Dia menambahkan bahwa Netanyahu memiliki kebiasaan mengobarkan keyakinan yang salah bahwa dia tidak akan melakukan sesuatu untuk mendapatkan pengaruh atau dukungan pada isu-isu lain, mengutip perjanjian perdana menteri sebelumnya untuk menghentikan aneksasi de facto Tepi Barat yang diduduki dengan imbalan penandatanganan perjanjian damai dengan berbagai pemerintah Arab.

“Israel masih mencaplok [Tepi Barat] dan masih melakukannya, namun mereka sudah mendapatkan persetujuannya,” kata Zonszein. “Secara umum, Israel hanya melakukan apa yang diinginkannya dan [Presiden AS] Biden telah tertipu atau tidak mampu [menekan Israel] agar tidak melakukan sesuatu.”
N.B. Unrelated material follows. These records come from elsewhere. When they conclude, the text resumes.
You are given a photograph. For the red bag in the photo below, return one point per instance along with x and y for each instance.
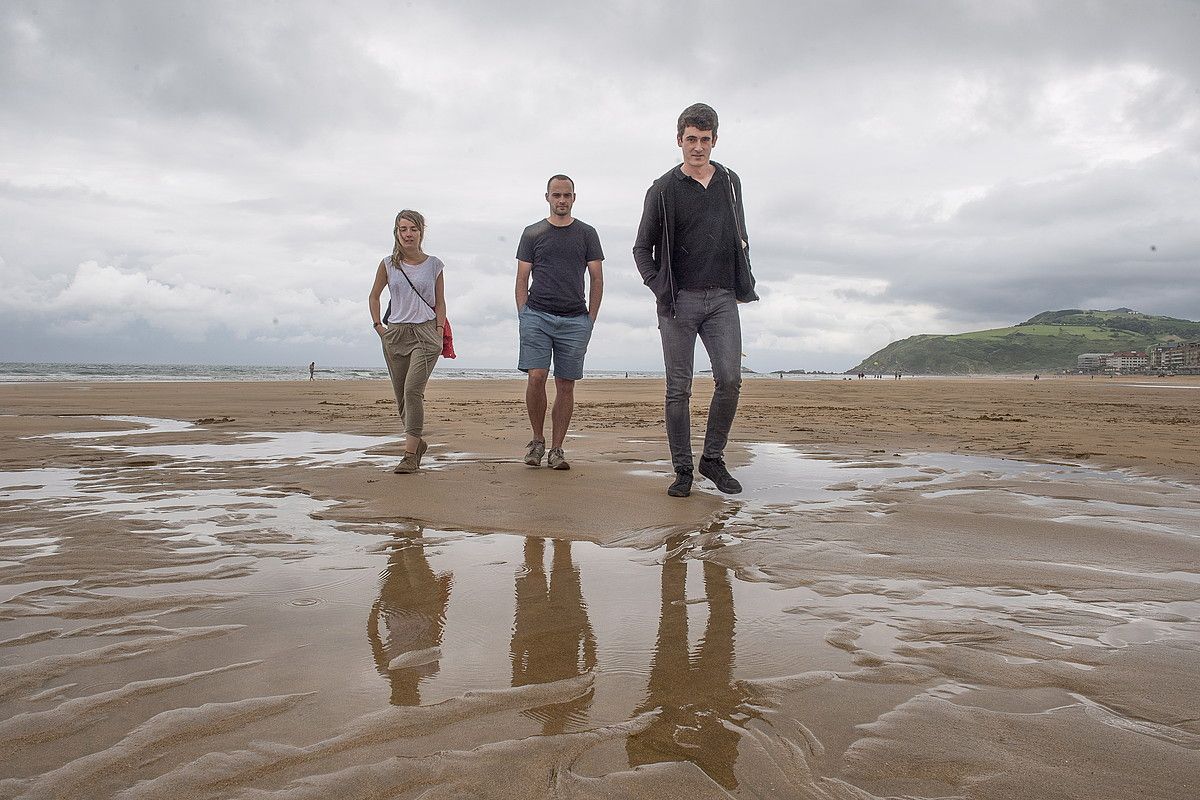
(448, 342)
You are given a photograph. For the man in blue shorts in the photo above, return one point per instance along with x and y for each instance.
(556, 320)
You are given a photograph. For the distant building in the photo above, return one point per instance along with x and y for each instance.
(1127, 361)
(1182, 356)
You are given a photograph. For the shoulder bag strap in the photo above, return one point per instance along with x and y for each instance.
(400, 268)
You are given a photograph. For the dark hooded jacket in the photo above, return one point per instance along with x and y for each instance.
(652, 250)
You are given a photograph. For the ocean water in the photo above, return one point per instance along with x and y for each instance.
(37, 372)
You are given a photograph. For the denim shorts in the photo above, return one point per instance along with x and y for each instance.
(545, 335)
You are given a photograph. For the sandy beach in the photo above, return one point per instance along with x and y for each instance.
(931, 588)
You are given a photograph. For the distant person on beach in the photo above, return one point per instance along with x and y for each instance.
(411, 330)
(555, 318)
(693, 253)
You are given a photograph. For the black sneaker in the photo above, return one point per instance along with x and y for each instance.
(714, 470)
(682, 486)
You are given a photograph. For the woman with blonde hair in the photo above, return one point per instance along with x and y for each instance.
(411, 331)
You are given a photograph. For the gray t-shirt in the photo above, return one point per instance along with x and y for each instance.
(559, 258)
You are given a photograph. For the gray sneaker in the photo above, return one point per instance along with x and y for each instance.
(534, 451)
(412, 462)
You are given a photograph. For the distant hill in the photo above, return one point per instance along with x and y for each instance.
(1048, 342)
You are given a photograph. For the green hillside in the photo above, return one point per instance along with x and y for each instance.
(1047, 342)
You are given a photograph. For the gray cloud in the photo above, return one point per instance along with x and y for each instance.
(219, 180)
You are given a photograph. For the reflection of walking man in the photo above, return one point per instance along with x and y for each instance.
(552, 637)
(693, 253)
(553, 318)
(695, 692)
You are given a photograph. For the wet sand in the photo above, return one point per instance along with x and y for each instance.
(930, 588)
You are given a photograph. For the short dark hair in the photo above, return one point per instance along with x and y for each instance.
(700, 116)
(561, 178)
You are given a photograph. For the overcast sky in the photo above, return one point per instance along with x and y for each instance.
(215, 182)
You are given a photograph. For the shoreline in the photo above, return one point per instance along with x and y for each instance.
(915, 572)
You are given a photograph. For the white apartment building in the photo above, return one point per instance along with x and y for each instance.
(1127, 361)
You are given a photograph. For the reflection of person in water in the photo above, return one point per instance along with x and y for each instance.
(552, 637)
(407, 618)
(695, 691)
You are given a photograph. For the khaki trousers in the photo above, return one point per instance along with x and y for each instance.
(411, 352)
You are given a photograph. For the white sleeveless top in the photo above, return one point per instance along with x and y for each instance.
(406, 306)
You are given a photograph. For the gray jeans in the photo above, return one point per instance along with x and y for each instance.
(713, 316)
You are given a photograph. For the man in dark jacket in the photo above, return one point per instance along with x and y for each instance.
(693, 253)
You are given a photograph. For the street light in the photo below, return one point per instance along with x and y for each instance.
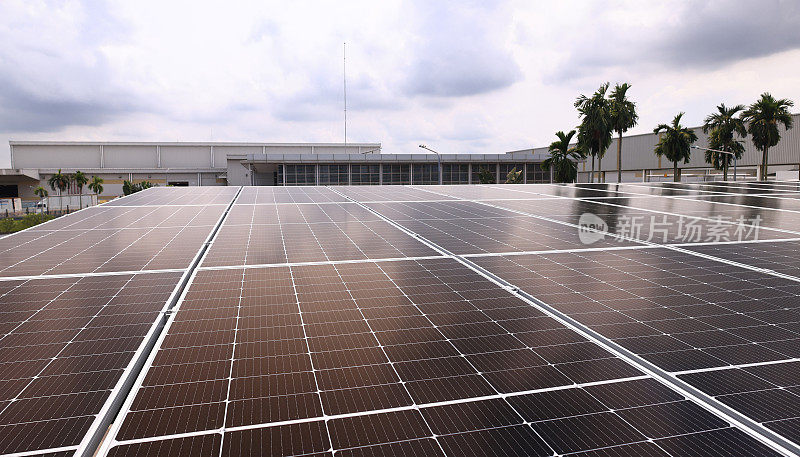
(438, 157)
(721, 152)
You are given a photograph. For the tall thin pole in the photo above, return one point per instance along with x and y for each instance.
(344, 83)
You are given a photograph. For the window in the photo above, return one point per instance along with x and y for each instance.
(505, 169)
(476, 172)
(455, 173)
(536, 174)
(366, 174)
(333, 174)
(396, 173)
(425, 173)
(297, 175)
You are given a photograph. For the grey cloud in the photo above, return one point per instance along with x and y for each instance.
(456, 52)
(47, 83)
(707, 34)
(322, 98)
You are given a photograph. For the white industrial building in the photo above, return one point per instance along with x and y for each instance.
(219, 164)
(267, 164)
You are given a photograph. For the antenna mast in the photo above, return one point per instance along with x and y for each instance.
(344, 82)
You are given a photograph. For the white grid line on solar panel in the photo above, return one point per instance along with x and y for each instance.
(670, 227)
(698, 199)
(590, 405)
(298, 195)
(62, 371)
(776, 256)
(484, 234)
(624, 248)
(89, 275)
(633, 299)
(790, 199)
(341, 238)
(674, 248)
(683, 213)
(738, 366)
(44, 261)
(321, 262)
(772, 186)
(164, 196)
(381, 193)
(717, 410)
(124, 217)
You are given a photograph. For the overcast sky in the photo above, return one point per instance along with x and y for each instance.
(481, 76)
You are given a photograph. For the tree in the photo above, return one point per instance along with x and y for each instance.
(724, 127)
(514, 176)
(594, 131)
(622, 113)
(59, 181)
(563, 158)
(41, 192)
(131, 188)
(485, 176)
(675, 143)
(96, 185)
(763, 118)
(80, 181)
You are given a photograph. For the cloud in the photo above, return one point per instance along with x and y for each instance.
(458, 51)
(53, 71)
(677, 35)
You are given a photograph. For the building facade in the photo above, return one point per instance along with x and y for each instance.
(261, 164)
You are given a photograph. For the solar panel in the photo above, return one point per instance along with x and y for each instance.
(66, 344)
(397, 320)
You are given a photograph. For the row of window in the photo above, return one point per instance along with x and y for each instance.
(403, 173)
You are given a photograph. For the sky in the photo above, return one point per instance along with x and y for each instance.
(466, 76)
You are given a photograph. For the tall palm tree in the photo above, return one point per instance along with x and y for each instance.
(595, 129)
(80, 181)
(724, 127)
(59, 181)
(763, 118)
(623, 117)
(96, 185)
(42, 193)
(675, 144)
(563, 158)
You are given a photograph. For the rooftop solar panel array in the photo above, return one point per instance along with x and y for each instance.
(405, 320)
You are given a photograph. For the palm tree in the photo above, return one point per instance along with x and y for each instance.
(80, 181)
(595, 129)
(59, 181)
(563, 158)
(623, 117)
(96, 185)
(675, 144)
(724, 127)
(41, 192)
(762, 119)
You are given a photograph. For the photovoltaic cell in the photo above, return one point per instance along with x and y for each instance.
(70, 343)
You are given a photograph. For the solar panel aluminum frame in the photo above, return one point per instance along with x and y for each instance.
(120, 398)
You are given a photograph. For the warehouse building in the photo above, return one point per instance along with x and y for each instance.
(269, 164)
(260, 164)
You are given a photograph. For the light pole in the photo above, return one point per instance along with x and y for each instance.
(438, 157)
(721, 152)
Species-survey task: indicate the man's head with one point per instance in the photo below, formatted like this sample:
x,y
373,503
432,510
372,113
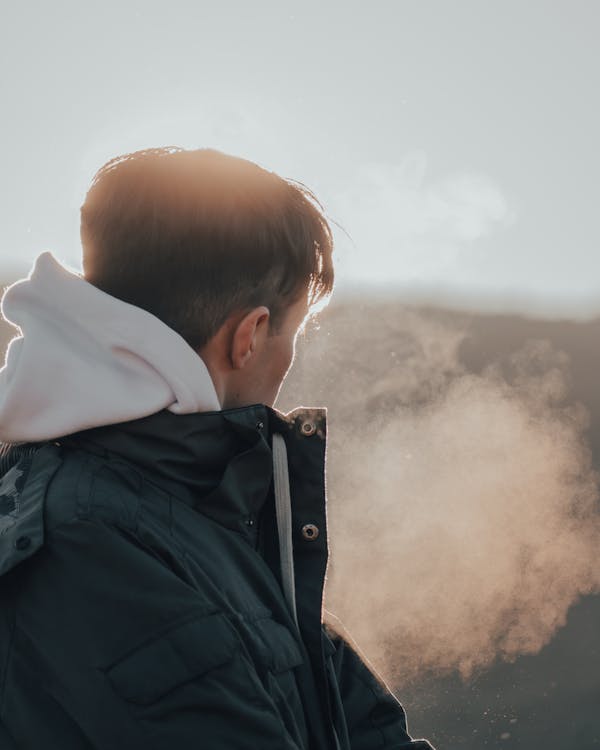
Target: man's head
x,y
232,257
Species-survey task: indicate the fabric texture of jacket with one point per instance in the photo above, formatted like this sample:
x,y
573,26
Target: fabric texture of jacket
x,y
161,574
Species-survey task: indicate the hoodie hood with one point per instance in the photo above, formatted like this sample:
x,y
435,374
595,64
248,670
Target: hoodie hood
x,y
85,359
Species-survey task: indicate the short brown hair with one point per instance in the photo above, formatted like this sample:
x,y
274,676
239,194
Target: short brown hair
x,y
195,235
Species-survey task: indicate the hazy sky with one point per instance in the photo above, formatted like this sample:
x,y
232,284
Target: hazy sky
x,y
455,142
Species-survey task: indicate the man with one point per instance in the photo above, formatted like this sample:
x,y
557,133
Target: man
x,y
163,537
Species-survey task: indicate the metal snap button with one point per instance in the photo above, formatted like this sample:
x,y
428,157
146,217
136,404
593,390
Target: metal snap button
x,y
310,531
22,542
308,428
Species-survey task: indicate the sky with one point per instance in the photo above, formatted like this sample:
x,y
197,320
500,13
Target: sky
x,y
454,146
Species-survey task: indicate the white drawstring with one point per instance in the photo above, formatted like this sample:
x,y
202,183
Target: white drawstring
x,y
283,511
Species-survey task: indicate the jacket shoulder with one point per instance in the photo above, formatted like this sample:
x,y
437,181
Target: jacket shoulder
x,y
23,489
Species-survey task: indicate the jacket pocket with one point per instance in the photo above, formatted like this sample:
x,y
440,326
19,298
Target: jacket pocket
x,y
186,651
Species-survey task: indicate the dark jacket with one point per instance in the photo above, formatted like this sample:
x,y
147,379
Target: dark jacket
x,y
140,594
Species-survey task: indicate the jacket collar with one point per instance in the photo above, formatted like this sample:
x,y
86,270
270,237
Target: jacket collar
x,y
218,462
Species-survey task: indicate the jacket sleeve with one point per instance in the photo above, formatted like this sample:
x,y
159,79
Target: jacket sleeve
x,y
374,716
131,652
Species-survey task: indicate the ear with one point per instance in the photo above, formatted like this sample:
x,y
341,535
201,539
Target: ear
x,y
248,335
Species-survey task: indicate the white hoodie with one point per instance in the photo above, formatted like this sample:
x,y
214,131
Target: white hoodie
x,y
86,359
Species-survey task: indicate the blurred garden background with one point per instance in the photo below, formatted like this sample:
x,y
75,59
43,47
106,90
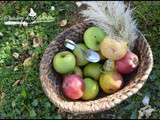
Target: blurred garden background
x,y
21,49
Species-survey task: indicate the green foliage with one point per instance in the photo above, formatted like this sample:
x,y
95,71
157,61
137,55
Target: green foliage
x,y
26,99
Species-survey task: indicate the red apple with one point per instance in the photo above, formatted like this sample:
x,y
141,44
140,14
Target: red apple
x,y
128,63
73,86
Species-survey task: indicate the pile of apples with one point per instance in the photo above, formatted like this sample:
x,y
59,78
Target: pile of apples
x,y
83,80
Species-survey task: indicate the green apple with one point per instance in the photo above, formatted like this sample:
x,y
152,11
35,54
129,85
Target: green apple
x,y
93,37
81,61
93,70
78,71
91,89
64,62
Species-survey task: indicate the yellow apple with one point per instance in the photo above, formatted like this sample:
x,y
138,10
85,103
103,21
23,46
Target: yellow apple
x,y
111,82
109,65
113,48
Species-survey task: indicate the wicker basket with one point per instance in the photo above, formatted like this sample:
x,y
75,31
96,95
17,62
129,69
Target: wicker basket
x,y
51,80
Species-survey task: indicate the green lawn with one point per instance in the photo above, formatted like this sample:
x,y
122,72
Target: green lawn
x,y
21,94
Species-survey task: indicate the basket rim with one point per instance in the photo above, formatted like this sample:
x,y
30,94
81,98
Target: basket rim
x,y
89,106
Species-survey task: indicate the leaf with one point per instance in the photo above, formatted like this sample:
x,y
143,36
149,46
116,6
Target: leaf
x,y
63,23
57,117
13,104
16,82
32,113
146,100
23,92
27,62
145,111
35,103
47,105
37,42
134,115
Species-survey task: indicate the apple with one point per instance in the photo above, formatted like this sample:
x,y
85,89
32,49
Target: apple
x,y
92,70
109,65
93,37
78,71
128,63
113,48
64,62
81,61
73,86
101,56
91,89
111,82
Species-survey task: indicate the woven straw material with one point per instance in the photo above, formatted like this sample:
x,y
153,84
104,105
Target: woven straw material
x,y
51,81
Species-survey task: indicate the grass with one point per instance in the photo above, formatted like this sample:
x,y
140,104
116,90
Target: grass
x,y
25,98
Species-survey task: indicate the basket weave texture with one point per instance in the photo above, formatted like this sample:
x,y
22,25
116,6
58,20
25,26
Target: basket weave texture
x,y
51,81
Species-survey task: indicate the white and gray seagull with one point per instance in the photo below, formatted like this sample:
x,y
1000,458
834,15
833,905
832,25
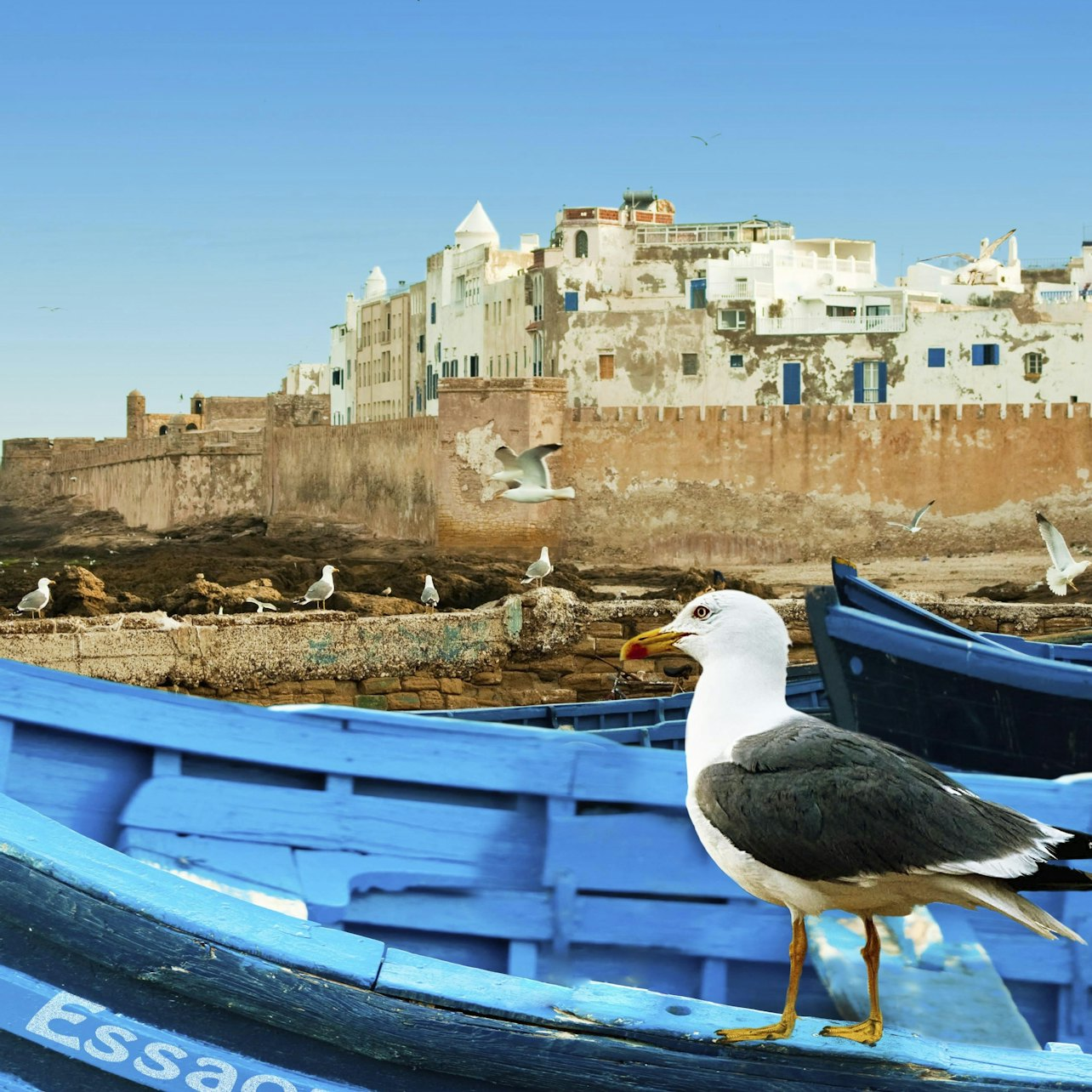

Lurie-Pardes juga percaya bahwa Netanyahu tidak akan terhalang untuk menyerang Rafah dan bahwa operasi tersebut akan dilakukan secepatnya, sesuai dengan analisis satelit Al Jazeera. “Netanyahu tidak akan melepaskan posisi – atau pengaruh – yang dia miliki saat ini [untuk pergi ke Rafah],” kata Lurie-Pardes.